Skip to content

Check characters in Text, CDATA, Attribute names and Entity References. #57

Merged
merged 1 commit into from Oct 1, 2011

2 participants

@hvesalai

All characters in XML must conform to the Regex specified in http://www.w3.org/TR/xml/#NT-Char

Added checking to throw IllegalArgumentException if an illegal character was used.

Changed Text and Attribute escaping to conform to
http://www.w3.org/TR/xml/#NT-CharData and http://www.w3.org/TR/xml/#NT-AttValue respectively.

More precisely:

Changed Attribute escaping so that " and ' are only used when necessary, > is not escaped at all. Instead of foo="bar"foo" it now writes foo='bar"foo' and instead of foo="bar'foo" it now writes foo="bar'foo".

Also changed text escaping not to escape " and ' since they are not special in text.

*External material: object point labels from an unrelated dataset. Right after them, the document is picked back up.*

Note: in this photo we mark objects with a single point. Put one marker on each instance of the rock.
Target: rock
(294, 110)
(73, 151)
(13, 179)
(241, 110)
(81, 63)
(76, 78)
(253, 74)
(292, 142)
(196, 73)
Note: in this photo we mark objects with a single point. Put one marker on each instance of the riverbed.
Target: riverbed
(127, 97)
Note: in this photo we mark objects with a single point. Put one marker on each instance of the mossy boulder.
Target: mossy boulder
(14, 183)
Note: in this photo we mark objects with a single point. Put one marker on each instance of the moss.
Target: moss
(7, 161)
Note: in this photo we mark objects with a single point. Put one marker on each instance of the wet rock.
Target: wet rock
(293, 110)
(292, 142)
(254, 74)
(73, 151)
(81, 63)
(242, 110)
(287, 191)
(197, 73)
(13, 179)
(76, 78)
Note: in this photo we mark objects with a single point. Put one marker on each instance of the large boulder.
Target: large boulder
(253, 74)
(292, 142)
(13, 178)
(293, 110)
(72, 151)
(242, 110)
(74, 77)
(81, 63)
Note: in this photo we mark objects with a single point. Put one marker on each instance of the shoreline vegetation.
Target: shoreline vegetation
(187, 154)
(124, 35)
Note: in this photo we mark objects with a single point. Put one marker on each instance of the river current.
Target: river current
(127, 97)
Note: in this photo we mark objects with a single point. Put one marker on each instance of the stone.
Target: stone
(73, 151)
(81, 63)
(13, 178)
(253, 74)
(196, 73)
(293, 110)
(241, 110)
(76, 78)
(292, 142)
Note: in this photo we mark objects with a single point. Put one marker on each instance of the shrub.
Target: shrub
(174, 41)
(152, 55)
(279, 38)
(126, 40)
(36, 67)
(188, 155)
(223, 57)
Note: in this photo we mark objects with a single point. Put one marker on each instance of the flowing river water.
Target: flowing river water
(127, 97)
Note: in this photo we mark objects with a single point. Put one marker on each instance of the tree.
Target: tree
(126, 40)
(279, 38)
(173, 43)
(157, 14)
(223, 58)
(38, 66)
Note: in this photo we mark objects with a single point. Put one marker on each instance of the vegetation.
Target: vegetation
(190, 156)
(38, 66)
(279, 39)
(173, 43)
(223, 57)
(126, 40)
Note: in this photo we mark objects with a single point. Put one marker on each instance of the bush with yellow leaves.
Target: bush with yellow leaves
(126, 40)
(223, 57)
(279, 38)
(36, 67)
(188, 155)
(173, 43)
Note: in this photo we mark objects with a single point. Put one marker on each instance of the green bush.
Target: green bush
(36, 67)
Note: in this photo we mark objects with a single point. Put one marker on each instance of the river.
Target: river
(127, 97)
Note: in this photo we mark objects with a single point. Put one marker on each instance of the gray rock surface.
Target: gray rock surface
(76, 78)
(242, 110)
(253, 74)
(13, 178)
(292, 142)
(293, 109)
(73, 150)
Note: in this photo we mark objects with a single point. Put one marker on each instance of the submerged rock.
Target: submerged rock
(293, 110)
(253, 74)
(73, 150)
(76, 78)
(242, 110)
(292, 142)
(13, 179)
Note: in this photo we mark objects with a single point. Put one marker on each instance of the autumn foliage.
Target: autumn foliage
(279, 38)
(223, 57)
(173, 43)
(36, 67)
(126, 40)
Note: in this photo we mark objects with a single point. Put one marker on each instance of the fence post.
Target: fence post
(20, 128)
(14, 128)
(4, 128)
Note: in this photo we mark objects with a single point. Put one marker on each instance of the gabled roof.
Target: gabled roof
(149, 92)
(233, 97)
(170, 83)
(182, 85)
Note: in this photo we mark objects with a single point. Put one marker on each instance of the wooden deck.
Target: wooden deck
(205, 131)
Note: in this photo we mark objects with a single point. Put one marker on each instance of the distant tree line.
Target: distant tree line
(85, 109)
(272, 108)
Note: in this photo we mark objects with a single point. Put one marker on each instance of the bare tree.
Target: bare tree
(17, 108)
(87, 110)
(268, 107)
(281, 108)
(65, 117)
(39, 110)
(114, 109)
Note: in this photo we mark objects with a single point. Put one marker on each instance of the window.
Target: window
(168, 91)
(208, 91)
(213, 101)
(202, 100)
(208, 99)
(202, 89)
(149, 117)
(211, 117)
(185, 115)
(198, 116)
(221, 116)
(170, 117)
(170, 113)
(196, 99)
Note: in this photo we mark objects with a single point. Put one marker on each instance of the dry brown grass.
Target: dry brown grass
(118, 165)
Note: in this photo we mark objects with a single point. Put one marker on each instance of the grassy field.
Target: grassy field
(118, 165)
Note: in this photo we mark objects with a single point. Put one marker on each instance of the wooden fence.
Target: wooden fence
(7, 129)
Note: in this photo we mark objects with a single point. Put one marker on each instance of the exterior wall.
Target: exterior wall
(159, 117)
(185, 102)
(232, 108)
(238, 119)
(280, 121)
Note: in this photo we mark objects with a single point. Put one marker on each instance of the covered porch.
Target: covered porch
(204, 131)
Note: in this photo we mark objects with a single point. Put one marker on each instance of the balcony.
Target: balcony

Left escaping of > intact because (while not strictly necessary per specification) that is the simplest way to avoid the illegal ]]> sequence in text.

Heikki Vesalainen Check characters in Text, CDATA, Attribute names and Entity References.
All characters in XML must conform to the Regex specified in http://www.w3.org/TR/xml/#NT-Char

Also changed Text and Attribute escaping to conform to
http://www.w3.org/TR/xml/#NT-CharData and http://www.w3.org/TR/xml/#NT-AttValue respectively.

Changed Attribute escaping so that " and ' are only used when necessary.
bece398
@djspiewak
Owner

This isn't really the intention of Text (or Attribute, for that matter). They're supposed to handle all of the escaping. Any characters that are not valid should be escaped automatically, not result in an exception. Similarly, CDATA should allow anything that does not contain the sequence ]]>.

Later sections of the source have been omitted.